Es sind genau die hier vorgetragenen, für meinen Begriff konträr zu Ihrer Sicht der Dinge stehenden Fakten, auf die in Interviews unentwegt hinzuweisen wäre. Dazu gehört, dass der Sparer mit vollem Einverständnis der politischen Klasse und deren Unterstützung der EZB seit Jahren um die Zinsen aus seinem mühselig Ersparten betrogen wird. Dieser Raubzug dient einzig und allein dazu, die grossen Finanzinstitute und staatlichen Kreditnehmer finanziell zu unterstützen. So schrieb Die Welt bereits im April 2015: Nullzinspolitik kostet jeden Deutschen 1400 Euro. Seit 2010 haben die Deutschen durch die niedrigen Zinsen bereits rund 112 Milliarden € eingebüsst. 2015 kamen noch einmal 71 Milliarden € dazu.

Dies alles vorausgeschickt, müsste sich in meinen Augen jeder Politiker, der nach mehr Steuern ruft, zutiefst schämen! Es nimmt einem schier den Atem, wenn man lesen muss, was sich unsere Politiker so alles einfallen lassen, und nun würde sich der Staat gerne auch noch an den paar bereits kräftig besteuerten Ertragszinsen aus Kapitalerträgen, einer Anlageform, die vor allem wegen des Verlusts der Sparzinsen angeboten wurde, zusätzlich bereichern.   

Vor allem aber  - um dies nochmals hervorzuheben -  trifft es entgegen der in Ihrem Interview bewusst in den Fokus gestellten wohlhabenden Klasse eben nicht nur die Reichen, denn die Kapitalertragssteuer wird nicht, wie die Einkommensteuer, progressiv, also ertragsabhängig berechnet, sondern sie trifft, wie dargelegt, alle Bürger gleichermassen, egal, ob es um kleine, grössere oder extrem grosse Kapitalanlagen geht; wobei ich, wie gesagt, den minimalen Freibetrag hier ausser Acht gelassen habe. Wieder einmal würde bei der Durchführung einer solchen Erhöhung  - was für mich einem unverantwortlichen Irrsinn gleichkäme -  die breite Masse der Steuerzahler eindeutig von einem weiteren Verlust betroffen sein.

Es bleibt die Frage: Können Sie nach Darlegung dieser Gegebenheiten Ihr Ansinnen, für das sich, wie es heisst, vor kurzem auch Sigmar Gabriel stark gemacht hat, angesichts Ihrer Jahres-Diät von Euro 108.984,00 € noch vor sich selbst vertreten?

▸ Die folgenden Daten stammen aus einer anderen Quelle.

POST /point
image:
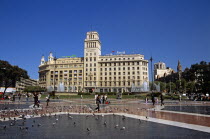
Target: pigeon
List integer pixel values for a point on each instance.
(11, 123)
(5, 127)
(123, 117)
(123, 128)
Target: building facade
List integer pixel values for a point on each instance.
(93, 72)
(160, 70)
(20, 85)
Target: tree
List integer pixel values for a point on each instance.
(34, 89)
(9, 75)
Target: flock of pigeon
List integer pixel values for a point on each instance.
(21, 115)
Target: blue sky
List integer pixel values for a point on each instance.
(169, 30)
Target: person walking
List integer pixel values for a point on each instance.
(48, 100)
(103, 99)
(98, 101)
(161, 99)
(146, 100)
(153, 99)
(36, 100)
(27, 97)
(19, 96)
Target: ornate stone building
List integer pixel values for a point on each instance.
(160, 70)
(93, 72)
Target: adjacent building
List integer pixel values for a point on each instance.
(93, 72)
(160, 70)
(20, 85)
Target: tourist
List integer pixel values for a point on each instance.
(146, 100)
(36, 100)
(161, 99)
(103, 99)
(98, 101)
(180, 97)
(19, 96)
(27, 97)
(153, 99)
(48, 99)
(13, 97)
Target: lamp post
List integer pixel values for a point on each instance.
(54, 77)
(69, 84)
(151, 59)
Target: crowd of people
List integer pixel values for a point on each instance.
(100, 100)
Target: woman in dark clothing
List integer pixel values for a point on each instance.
(98, 102)
(161, 99)
(36, 100)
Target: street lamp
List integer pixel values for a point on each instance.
(54, 77)
(151, 59)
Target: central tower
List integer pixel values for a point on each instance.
(92, 51)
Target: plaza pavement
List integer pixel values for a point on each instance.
(129, 107)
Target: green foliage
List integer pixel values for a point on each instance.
(9, 74)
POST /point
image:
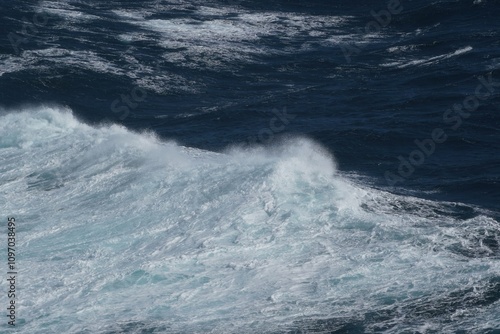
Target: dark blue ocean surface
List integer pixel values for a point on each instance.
(238, 166)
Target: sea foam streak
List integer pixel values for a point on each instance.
(120, 231)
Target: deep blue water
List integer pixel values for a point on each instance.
(403, 95)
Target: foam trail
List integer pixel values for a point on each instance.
(123, 232)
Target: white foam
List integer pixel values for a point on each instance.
(429, 60)
(118, 227)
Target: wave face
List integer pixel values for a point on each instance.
(120, 232)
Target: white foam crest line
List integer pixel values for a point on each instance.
(428, 61)
(251, 237)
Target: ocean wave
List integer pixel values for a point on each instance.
(119, 227)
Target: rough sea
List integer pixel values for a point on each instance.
(250, 166)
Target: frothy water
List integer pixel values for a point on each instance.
(123, 232)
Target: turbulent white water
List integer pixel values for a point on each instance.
(120, 232)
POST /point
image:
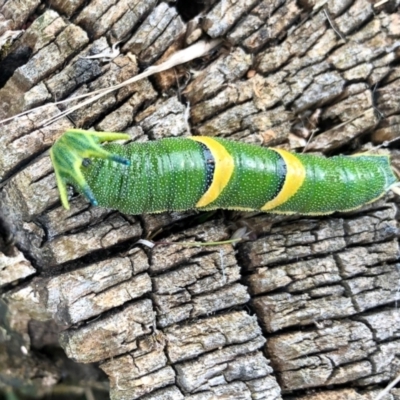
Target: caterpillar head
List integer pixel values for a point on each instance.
(71, 149)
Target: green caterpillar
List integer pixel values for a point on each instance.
(207, 173)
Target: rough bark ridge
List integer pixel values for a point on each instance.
(310, 303)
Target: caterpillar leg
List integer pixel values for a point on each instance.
(67, 155)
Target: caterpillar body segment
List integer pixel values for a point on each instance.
(207, 173)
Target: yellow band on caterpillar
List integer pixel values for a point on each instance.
(224, 166)
(295, 176)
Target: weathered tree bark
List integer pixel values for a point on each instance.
(306, 309)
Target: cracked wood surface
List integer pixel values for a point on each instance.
(304, 304)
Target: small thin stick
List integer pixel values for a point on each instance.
(180, 57)
(388, 387)
(198, 244)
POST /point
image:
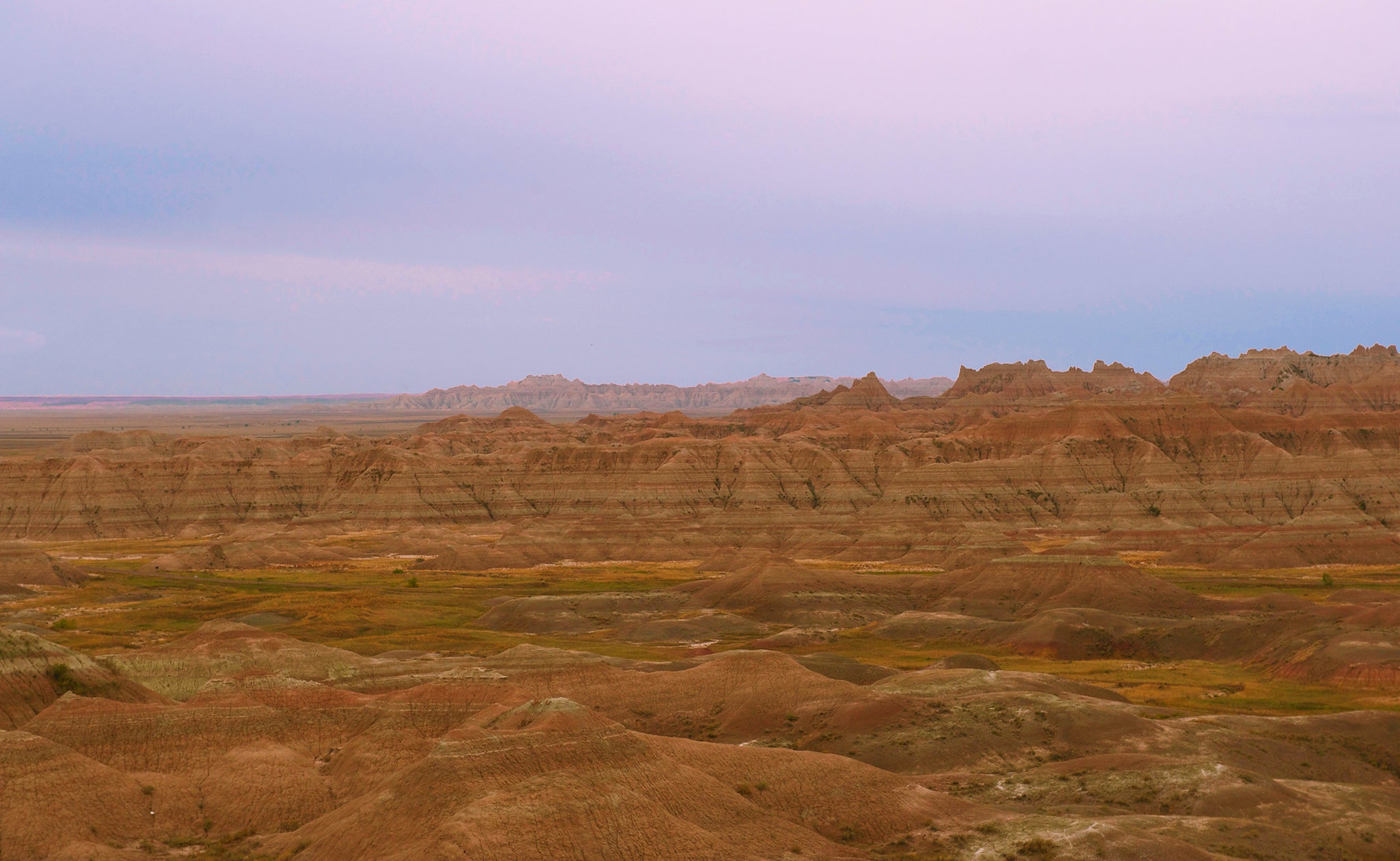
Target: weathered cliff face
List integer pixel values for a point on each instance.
(1368, 379)
(559, 395)
(1035, 380)
(853, 474)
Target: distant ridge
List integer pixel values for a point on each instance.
(555, 394)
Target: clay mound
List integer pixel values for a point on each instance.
(773, 588)
(846, 670)
(965, 661)
(1362, 597)
(1074, 635)
(1357, 658)
(23, 564)
(705, 626)
(178, 670)
(578, 614)
(1378, 615)
(52, 798)
(920, 625)
(550, 780)
(1023, 586)
(731, 696)
(962, 682)
(34, 672)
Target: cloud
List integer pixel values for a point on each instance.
(20, 340)
(307, 275)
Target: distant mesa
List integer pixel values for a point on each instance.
(558, 395)
(1036, 380)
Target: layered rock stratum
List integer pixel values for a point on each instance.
(556, 394)
(1008, 455)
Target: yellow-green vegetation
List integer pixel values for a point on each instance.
(380, 604)
(359, 605)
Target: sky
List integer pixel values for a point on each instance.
(301, 197)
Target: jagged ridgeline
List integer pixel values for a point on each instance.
(1267, 460)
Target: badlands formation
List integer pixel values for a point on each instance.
(1038, 615)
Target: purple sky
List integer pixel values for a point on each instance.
(276, 197)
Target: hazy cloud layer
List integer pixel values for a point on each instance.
(259, 197)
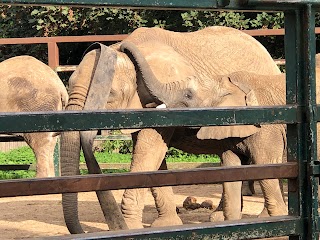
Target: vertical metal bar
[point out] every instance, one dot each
(56, 158)
(308, 64)
(300, 61)
(53, 55)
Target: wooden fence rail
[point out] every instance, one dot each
(53, 49)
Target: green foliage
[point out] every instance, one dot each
(195, 20)
(23, 155)
(19, 21)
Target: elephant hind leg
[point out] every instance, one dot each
(43, 144)
(274, 201)
(231, 192)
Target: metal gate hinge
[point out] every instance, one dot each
(315, 168)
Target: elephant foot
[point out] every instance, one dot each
(164, 221)
(264, 213)
(133, 223)
(216, 216)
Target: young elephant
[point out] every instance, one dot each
(29, 85)
(108, 78)
(263, 144)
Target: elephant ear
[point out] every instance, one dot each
(235, 93)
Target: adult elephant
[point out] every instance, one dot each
(27, 85)
(116, 80)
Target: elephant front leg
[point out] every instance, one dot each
(150, 147)
(231, 195)
(274, 201)
(165, 204)
(42, 144)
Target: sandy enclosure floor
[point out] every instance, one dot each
(41, 216)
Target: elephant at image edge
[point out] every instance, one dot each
(172, 56)
(30, 85)
(257, 144)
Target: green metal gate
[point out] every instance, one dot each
(300, 115)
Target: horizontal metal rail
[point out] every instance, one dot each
(53, 50)
(241, 229)
(124, 119)
(98, 182)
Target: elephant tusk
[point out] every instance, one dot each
(162, 106)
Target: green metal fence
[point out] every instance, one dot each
(300, 114)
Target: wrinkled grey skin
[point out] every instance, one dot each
(172, 57)
(30, 85)
(264, 144)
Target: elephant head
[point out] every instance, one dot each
(198, 91)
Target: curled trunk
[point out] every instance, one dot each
(80, 98)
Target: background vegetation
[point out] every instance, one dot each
(116, 151)
(21, 21)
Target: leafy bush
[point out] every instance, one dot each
(30, 21)
(23, 155)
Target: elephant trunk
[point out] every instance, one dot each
(70, 157)
(90, 88)
(163, 92)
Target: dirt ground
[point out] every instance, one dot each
(41, 216)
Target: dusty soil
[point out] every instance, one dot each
(41, 216)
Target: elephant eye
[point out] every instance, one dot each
(188, 94)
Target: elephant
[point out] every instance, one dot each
(108, 78)
(234, 144)
(30, 85)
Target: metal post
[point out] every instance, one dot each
(302, 137)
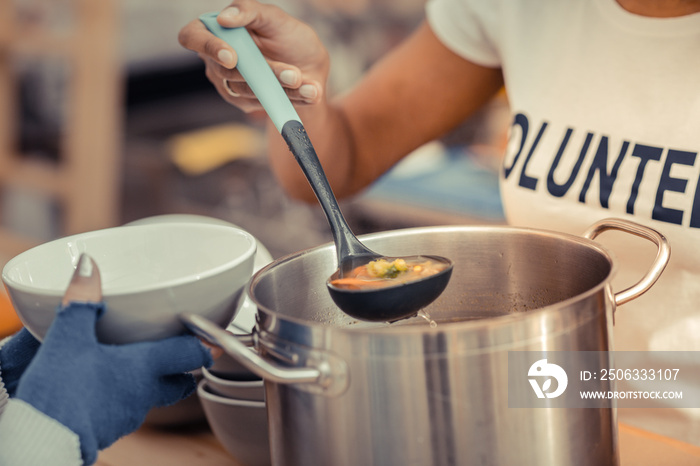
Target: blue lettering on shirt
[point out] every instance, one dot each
(646, 155)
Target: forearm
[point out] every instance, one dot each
(29, 437)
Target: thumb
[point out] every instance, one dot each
(75, 322)
(175, 387)
(178, 354)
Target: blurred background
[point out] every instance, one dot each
(105, 119)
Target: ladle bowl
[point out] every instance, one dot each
(389, 303)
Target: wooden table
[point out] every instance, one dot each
(158, 447)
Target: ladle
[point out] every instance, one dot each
(390, 303)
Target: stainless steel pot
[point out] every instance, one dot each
(342, 392)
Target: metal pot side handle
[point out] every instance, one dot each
(663, 253)
(325, 377)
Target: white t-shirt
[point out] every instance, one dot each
(606, 123)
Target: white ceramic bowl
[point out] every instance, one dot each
(240, 426)
(245, 314)
(150, 275)
(252, 389)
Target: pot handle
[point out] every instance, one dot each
(663, 253)
(322, 377)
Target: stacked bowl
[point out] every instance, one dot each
(229, 397)
(234, 404)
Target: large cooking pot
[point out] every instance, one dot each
(343, 392)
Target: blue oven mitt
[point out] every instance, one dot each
(15, 356)
(103, 392)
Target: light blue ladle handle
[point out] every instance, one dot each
(256, 71)
(264, 84)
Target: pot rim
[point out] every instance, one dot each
(383, 328)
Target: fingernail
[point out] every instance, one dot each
(225, 58)
(308, 91)
(230, 13)
(289, 77)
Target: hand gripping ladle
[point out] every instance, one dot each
(386, 304)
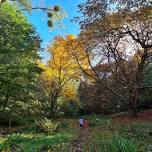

Als noch empörender empfinde ich den Fakt, dass Sigmar Gabriel, der laut Focus online  [2]  sogar dreimal abkassiert, nämlich als Minister, Abgeordneter und Parteichef und bereits 2011 ein Jahresnettoeinkommen von 130.000,00 € auswies, mit Ihnen ins gleiche Horn zu blasen scheint. 

Der sozialdemokratischen Partei ist das Sozialwesen seit langem abhanden gekommen; kein Wunder, dass die ehemalige Partei der sozial Schwachen immer mehr Stimmen einbüsst. Und mit diesem neuerlichen Vorschlag gewinnen Sie ganz sicherlich keine zusätzlichen Wählerstimmen!

Insofern müssen mir die Worte Ihrer Regierungserklärung vom 3. Juni 2016 Wir sind für alle da. Wir werden in dieser Koalition sozial gerecht, wirtschaftlich stark und ökologisch verantwortlich regieren, leider zwangsläufig geradezu wie blanker Hohn erscheinen.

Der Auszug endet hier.